The James Webb Space Telescope is now 90 percent of the way to its destination, Lagrangian point 2 (L2), where it will begin its 10-plus-year mission peering into the remote depths of the cosmos.
JWST’s anticipated January 23 arrival at L2 won’t be the final step the telescope must complete before beginning its science mission — months of instrument calibration and testing remain — but it will mark the successful end of a long physical journey that started with a secret trip down the Panama Canal in October.
But JWST’s journey in time will continue. It began as a mere concept in the late 1980s, slowly took physical shape and was refined over more than 20 years, and will soon begin operating for years to come — all to peer billions of years into the past to witness the birth of the very first galaxies in our universe. The largest space telescope ever launched, JWST is designed to help us traverse space and time and measure things that have previously existed only in our imaginations and our mathematics.
Where is JWST now?
According to the NASA Goddard Space Flight Center’s “Where’s Webb?” website, the space agency’s flagship observatory had reached more than 835,000 miles from Earth by Tuesday after, leaving a little more than 63,000 miles to go before entering orbit around L2. L2 is a point around 1 million miles from Earth where the Earth’s gravity and the Sun’s gravity cancel out, allowing JWST to maintain a constant position relative to the Earth as they both orbit the Sun.
What’s next for JWST?
While NASA considers the telescope “fully deployed” following the successful unfolding of its primary mirror on January 8, JWST still has tasks to complete in this final stretch to reach orbit around L2.

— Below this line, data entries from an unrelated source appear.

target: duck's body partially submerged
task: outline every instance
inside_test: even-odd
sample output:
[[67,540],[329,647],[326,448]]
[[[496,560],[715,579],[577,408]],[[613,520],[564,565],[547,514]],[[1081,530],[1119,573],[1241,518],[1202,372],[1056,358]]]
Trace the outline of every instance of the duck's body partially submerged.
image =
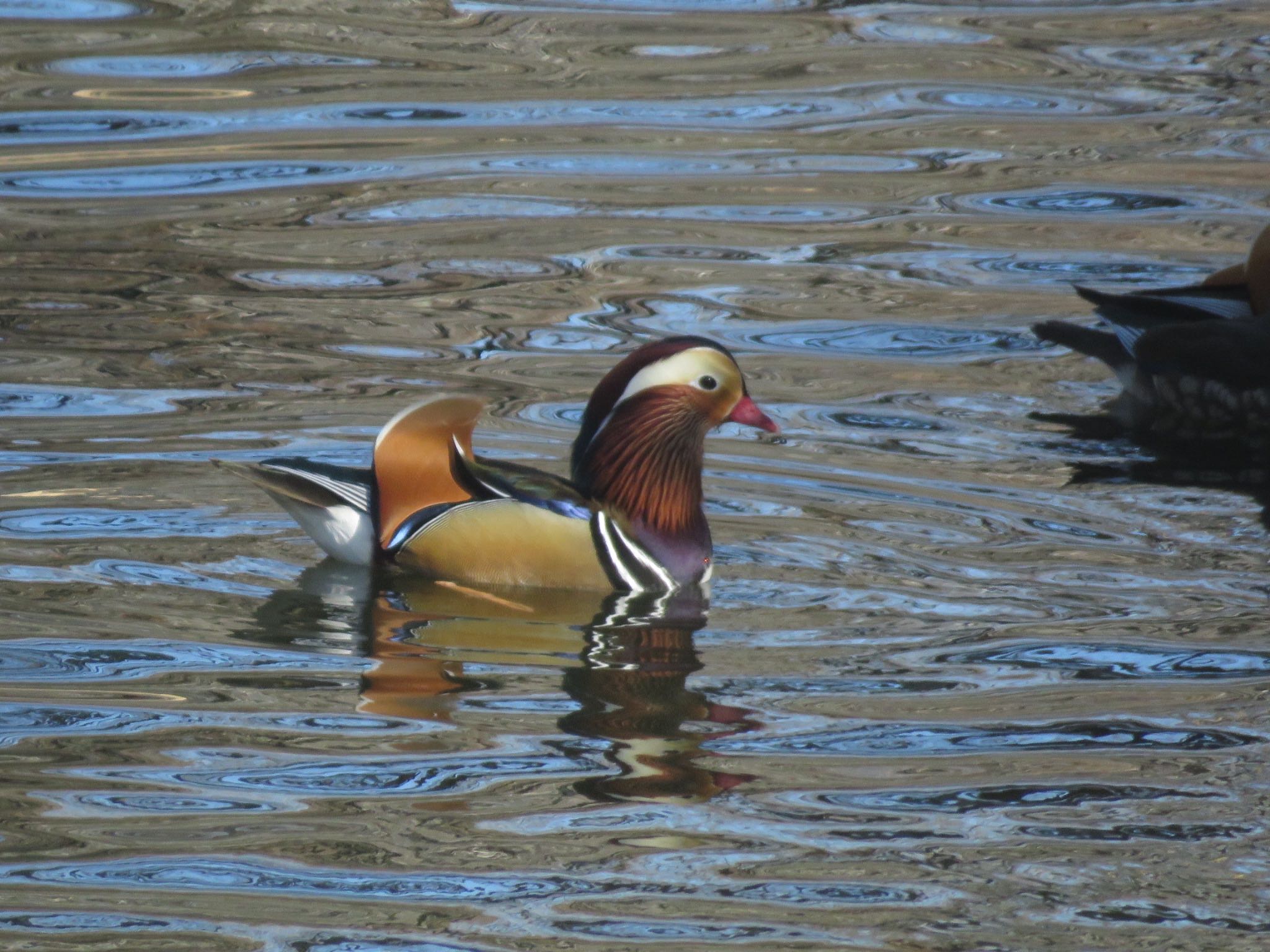
[[648,344],[610,371],[583,415],[570,480],[476,457],[480,410],[439,396],[398,414],[371,468],[302,458],[231,468],[348,562],[498,586],[669,590],[710,576],[706,433],[725,420],[776,430],[732,354],[704,338]]
[[1270,227],[1245,264],[1201,284],[1077,292],[1110,330],[1066,321],[1033,330],[1115,371],[1124,391],[1110,409],[1120,423],[1182,438],[1270,430]]

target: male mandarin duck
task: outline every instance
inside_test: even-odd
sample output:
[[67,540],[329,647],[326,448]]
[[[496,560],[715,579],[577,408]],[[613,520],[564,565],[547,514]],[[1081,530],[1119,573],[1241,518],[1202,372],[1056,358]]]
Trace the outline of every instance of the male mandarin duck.
[[1270,226],[1247,261],[1200,284],[1076,291],[1110,331],[1066,321],[1033,331],[1115,371],[1124,391],[1109,409],[1123,425],[1180,438],[1270,429]]
[[368,470],[293,457],[227,466],[347,562],[478,585],[672,590],[712,567],[706,433],[725,420],[779,432],[733,355],[695,336],[645,344],[599,381],[569,480],[475,456],[480,410],[457,396],[403,410]]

First, ground operators are in the midst of a 10-day long deployment of each of the 18 beryllium mirror segments that compose JWST’s primary mirror. Each segment can and must be individually focused for the mirror to function as a single 6.5-meter diameter mirror as intended, but first, they must be moved out of positions they were locked into for JWST’s launch back on December 25. Each segment has about 12.5 millimeters to move, and it takes approximately a day to move all 18 segments by a millimeter, a pace NASA likens to watching grass grow.
Next, JWST must complete its third and final course-correction burn, which will insert it in orbit around L2. There is little chance of failure here — an efficient launch and trajectory so far have saved JWST enough fuel that NASA believes it will operate for longer than the hoped-for 10 years — but the stakes are high. If JWST failed to achieve orbit around L2, it could keep sailing into deep space, irretrievable.
Once safely in orbit around L2, JWST has to chill: As of Tuesday afternoon, the business-side of JWST, shielded from the Sun’s heat by a five-ply sunshield, was sitting at between minus 330 and minus 340 Fahrenheit (the “warm” side facing Earth and the Sun was between 50 and 133 degrees Fahrenheit). But being an exquisitely sensitive infrared telescope, JWST must cool down to minus 388 degrees Fahrenheit to ensure its instruments are not blinded by “glare.”
Once JWST has chilled out, it still has months of calibration and testing to accomplish. Once fully extended from their launch positions, the slow-moving mirror segments will then be focused so they can create a precise, in-focus image of JWST’s scientific targets.
Once the optics are focused, NASA must calibrate each of JWST’s four scientific instruments and test them individually, then calibrate and test them together.
Altogether, it’s a process expected to last well into the summer, and only after that can scientists finally breathe a sigh of relief that everything has worked and begin doing groundbreaking science.
What will JWST do once operational?
As a large aperture infrared telescope, JWST is perfectly suited to look further into the universe, and therefore further back in time, than any telescope ever built. It should be capable of imaging some of the first stars and galaxies, allowing astronomers to see the universe as it was less than 200 million years after the big bang, the terrible twos of our now 13.8 billion-year-old universe.
Being tuned to see across the infrared portion of the spectrum and carrying a spectrometer also means JWST will be able to study distant exoplanets in all-new detail, breaking down the components of these worlds’ atmospheres, searching for organic compounds that could be signs of life, and helping to answer the question of whether we are alone.
JWST will also be turned on the objects in our Solar System, using its powerful infrared instruments to help planetary scientists better understand the atmospheres of the outer planets, map organic matter on the surface of Mars, and, again, search for signs of life in water jets seen erupting from icy moons such as Jupiter’s Europa and Saturn’s Enceladus.